In response to our passion for abstraction and premature creation of psychological essences built on a house of sand, Kagan emphasizes more rigorously specifying the agent, context, and class of evidence when we talk about these qualities. The experience of fleeing from a predator is not the same thing as the experience of worrying about a mortgage payment, even though the same drug might mitigate some of the "fear" in both cases. The situation and the history are in fact important in understanding what is going on.
In response to our tendency to emphasize the role of very early experience, Kagan emphasizes how we are more influenced by what is discrepant than what we expect. This limits the degree to which the adult mind can be meaningfully influenced by very early experience.

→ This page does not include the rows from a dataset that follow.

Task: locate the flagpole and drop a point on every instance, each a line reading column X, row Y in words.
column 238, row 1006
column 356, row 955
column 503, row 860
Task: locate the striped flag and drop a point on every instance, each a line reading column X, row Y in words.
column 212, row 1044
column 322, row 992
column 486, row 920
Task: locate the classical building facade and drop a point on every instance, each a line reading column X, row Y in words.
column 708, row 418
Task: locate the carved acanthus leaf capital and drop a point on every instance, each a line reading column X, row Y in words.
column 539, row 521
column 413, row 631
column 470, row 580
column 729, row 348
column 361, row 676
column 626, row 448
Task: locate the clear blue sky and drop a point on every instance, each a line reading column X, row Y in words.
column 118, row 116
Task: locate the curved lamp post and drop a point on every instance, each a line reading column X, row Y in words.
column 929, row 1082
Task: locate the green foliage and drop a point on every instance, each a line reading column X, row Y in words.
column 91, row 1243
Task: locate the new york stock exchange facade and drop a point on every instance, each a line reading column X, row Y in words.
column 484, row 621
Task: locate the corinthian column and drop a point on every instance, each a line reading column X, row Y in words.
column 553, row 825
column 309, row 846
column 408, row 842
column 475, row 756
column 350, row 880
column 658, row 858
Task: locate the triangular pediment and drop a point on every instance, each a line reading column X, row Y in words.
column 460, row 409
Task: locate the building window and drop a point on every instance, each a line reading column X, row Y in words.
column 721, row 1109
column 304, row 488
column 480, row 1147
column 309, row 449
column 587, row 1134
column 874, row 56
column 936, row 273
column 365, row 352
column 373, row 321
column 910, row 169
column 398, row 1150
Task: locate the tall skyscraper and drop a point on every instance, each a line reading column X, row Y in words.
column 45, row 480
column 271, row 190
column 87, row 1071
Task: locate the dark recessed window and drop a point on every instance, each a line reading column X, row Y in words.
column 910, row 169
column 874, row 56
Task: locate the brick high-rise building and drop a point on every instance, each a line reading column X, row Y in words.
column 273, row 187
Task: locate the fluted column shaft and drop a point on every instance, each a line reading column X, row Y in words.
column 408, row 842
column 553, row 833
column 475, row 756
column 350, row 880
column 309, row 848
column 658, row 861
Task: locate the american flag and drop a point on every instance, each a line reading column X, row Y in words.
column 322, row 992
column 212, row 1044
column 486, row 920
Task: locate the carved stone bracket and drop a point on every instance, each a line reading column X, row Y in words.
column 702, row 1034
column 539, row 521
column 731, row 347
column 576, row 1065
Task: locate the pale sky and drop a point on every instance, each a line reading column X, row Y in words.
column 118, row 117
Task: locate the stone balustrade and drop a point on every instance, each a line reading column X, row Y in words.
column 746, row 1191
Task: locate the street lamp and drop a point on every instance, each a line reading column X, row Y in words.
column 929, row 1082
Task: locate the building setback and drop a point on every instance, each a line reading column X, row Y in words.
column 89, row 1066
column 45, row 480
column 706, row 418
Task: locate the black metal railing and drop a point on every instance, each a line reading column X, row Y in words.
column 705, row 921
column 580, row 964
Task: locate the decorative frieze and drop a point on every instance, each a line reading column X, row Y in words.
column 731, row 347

In response to the widespread assumption that we are motivated to seek pleasure, a quality believed held in common with animals, Kagan illustrates how human beings are also motivated by a broad range of socially relevant and more uniquely human feelings, such as guilt, shame, and pride. We not only anticipate pleasure, but even more, we are motivated to avoid risk and thus act in ways that are socially rewarding and bring feelings of virtue. In a meaningful way, human beings are not just hedonistic but also moral animals.
No easy answers here, but a shift in emphasis that may inspire better psychological science and open up currently blocked paths to understanding human beings more deeply.